Find a file
Andrii Nakryiko bdb7b79b4c bpf: Switch most helper return values from 32-bit int to 64-bit long
Switch most of BPF helper definitions from returning int to long. These
definitions are coming from comments in BPF UAPI header and are used to
generate bpf_helper_defs.h (under libbpf) to be later included and used from
BPF programs.

In actual in-kernel implementation, all the helpers are defined as returning
u64, but due to some historical reasons, most of them are actually defined as
returning int in UAPI (usually, to return 0 on success, and negative value on
error).

This actually causes Clang to quite often generate sub-optimal code, because
compiler believes that return value is 32-bit, and in a lot of cases has to be
up-converted (usually with a pair of 32-bit bit shifts) to 64-bit values,
before they can be used further in BPF code.

Besides just "polluting" the code, these 32-bit shifts quite often cause
problems for cases in which return value matters. This is especially the case
for the family of bpf_probe_read_str() functions. There are few other similar
helpers (e.g., bpf_read_branch_records()), in which return value is used by
BPF program logic to record variable-length data and process it. For such
cases, BPF program logic carefully manages offsets within some array or map to
read variable-length data. For such uses, it's crucial for BPF verifier to
track possible range of register values to prove that all the accesses happen
within given memory bounds. Those extraneous zero-extending bit shifts,
inserted by Clang (and quite often interleaved with other code, which makes
the issues even more challenging and sometimes requires employing extra
per-variable compiler barriers), throws off verifier logic and makes it mark
registers as having unknown variable offset. We'll study this pattern a bit
later below.

Another common pattern is to check return of BPF helper for non-zero state to
detect error conditions and attempt alternative actions in such case. Even in
this simple and straightforward case, this 32-bit vs BPF's native 64-bit mode
quite often leads to sub-optimal and unnecessary extra code. We'll look at
this pattern as well.

Clang's BPF target supports two modes of code generation: ALU32, in which it
is capable of using lower 32-bit parts of registers, and no-ALU32, in which
only full 64-bit registers are being used. ALU32 mode somewhat mitigates the
above described problems, but not in all cases.

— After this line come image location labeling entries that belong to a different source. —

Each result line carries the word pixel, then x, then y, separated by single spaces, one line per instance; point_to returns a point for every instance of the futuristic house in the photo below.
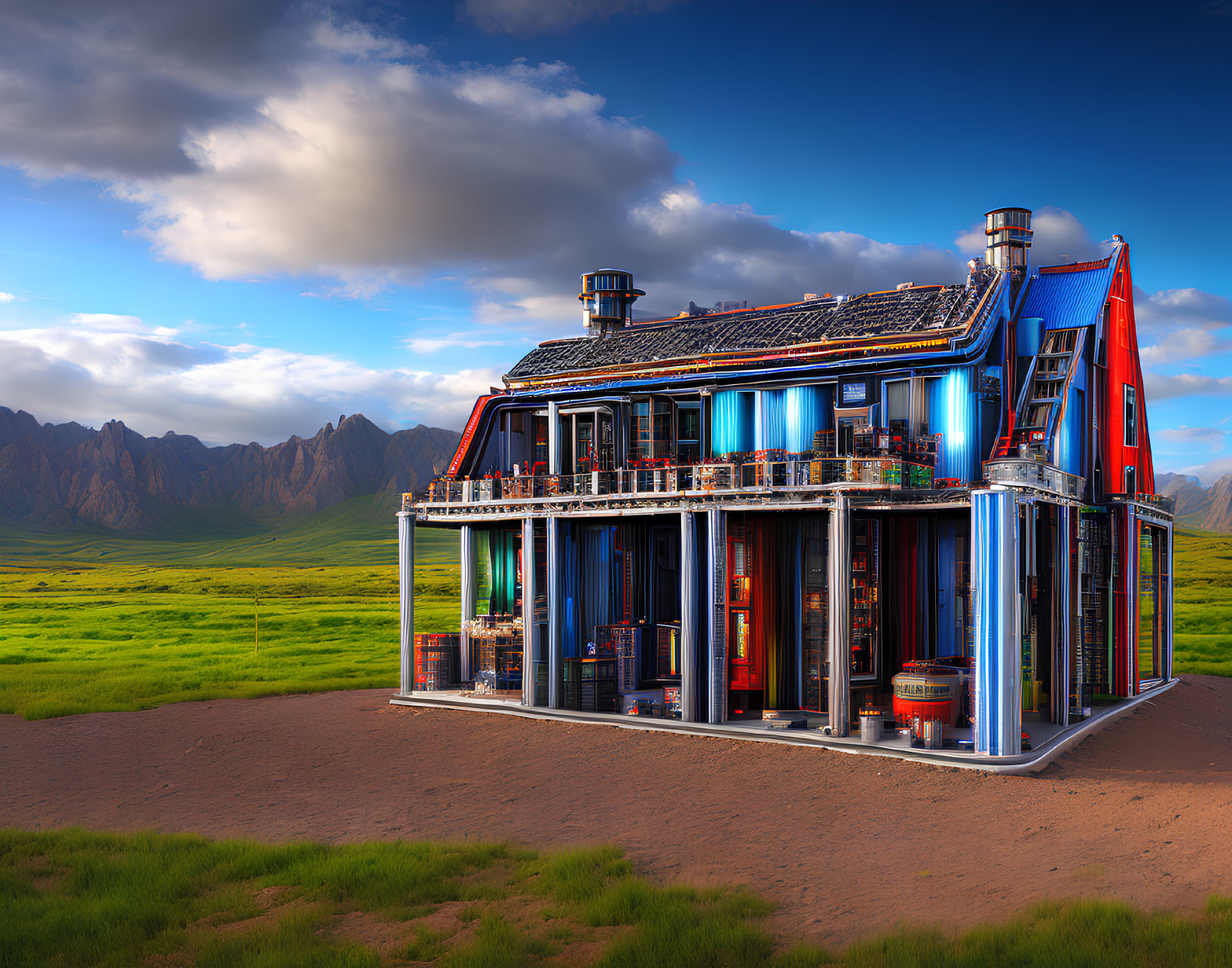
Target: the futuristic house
pixel 933 505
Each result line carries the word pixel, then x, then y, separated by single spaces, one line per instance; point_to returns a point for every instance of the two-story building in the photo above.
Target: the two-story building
pixel 931 504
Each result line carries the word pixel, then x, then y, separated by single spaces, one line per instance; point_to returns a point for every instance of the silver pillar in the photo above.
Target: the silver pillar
pixel 555 617
pixel 716 594
pixel 469 589
pixel 688 617
pixel 407 597
pixel 1063 590
pixel 1133 552
pixel 529 628
pixel 1167 617
pixel 553 438
pixel 840 616
pixel 997 599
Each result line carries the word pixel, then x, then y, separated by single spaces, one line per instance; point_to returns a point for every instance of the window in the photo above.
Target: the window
pixel 1131 417
pixel 688 435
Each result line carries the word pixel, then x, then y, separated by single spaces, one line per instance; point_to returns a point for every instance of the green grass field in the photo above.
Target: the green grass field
pixel 97 621
pixel 1203 603
pixel 94 622
pixel 77 898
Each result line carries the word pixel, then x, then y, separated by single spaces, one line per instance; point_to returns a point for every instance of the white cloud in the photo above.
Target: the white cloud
pixel 1208 472
pixel 222 394
pixel 535 17
pixel 426 345
pixel 310 143
pixel 1181 345
pixel 1057 237
pixel 1210 438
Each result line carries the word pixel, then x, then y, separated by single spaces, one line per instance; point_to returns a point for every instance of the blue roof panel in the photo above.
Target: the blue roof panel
pixel 1069 298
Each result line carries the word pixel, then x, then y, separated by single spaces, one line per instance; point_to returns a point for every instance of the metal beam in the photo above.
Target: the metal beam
pixel 407 597
pixel 553 438
pixel 716 594
pixel 840 617
pixel 1063 591
pixel 469 590
pixel 555 618
pixel 530 631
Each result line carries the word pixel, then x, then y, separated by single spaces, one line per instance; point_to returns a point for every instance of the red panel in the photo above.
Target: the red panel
pixel 1123 368
pixel 472 425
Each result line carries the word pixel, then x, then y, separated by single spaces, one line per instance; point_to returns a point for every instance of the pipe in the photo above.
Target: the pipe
pixel 530 630
pixel 995 589
pixel 407 599
pixel 840 617
pixel 688 617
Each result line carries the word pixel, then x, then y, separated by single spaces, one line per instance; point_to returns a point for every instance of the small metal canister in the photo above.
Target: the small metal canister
pixel 871 725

This patch switches all the cases in which BPF helpers return 0 or negative
error from returning int to returning long. It is shown below that such change
in definition leads to equivalent or better code. No-ALU32 mode benefits more,
but ALU32 mode doesn't degrade or still gets improved code generation.

Another class of cases switched from int to long are bpf_probe_read_str()-like
helpers, which encode successful case as non-negative values, while still
returning negative value for errors.

In all of such cases, correctness is preserved due to two's complement
encoding of negative values and the fact that all helpers return values with
32-bit absolute value. Two's complement ensures that for negative values
higher 32 bits are all ones and when truncated, leave valid negative 32-bit
value with the same value. Non-negative values have upper 32 bits set to zero
and similarly preserve value when high 32 bits are truncated. This means that
just casting to int/u32 is correct and efficient (and in ALU32 mode doesn't
require any extra shifts).

To minimize the chances of regressions, two code patterns were investigated,
as mentioned above. For both patterns, BPF assembly was analyzed in
ALU32/NO-ALU32 compiler modes, both with current 32-bit int return type and
new 64-bit long return type.

Case 1. Variable-length data reading and concatenation. This is quite
ubiquitous pattern in tracing/monitoring applications, reading data like
process's environment variables, file path, etc. In such case, many pieces of
string-like variable-length data are read into a single big buffer, and at the
end of the process, only a part of array containing actual data is sent to
user-space for further processing. This case is tested in test_varlen.c
selftest (in the next patch). Code flow is roughly as follows:

  void *payload = &sample->payload;
  u64 len;

  len = bpf_probe_read_kernel_str(payload, MAX_SZ1, &source_data1);
  if (len <= MAX_SZ1) {
      payload += len;
      sample->len1 = len;
  }
  len = bpf_probe_read_kernel_str(payload, MAX_SZ2, &source_data2);
  if (len <= MAX_SZ2) {
      payload += len;
      sample->len2 = len;
  }
  /* and so on */
  sample->total_len = payload - &sample->payload;
  /* send over, e.g., perf buffer */

There could be two variations with slightly different code generated: when len
is 64-bit integer and when it is 32-bit integer. Both variations were analysed.
BPF assembly instructions between two successive invocations of
bpf_probe_read_kernel_str() were used to check code regressions. Results are
below, followed by short analysis. Left side is using helpers with int return
type, the right one is after the switch to long.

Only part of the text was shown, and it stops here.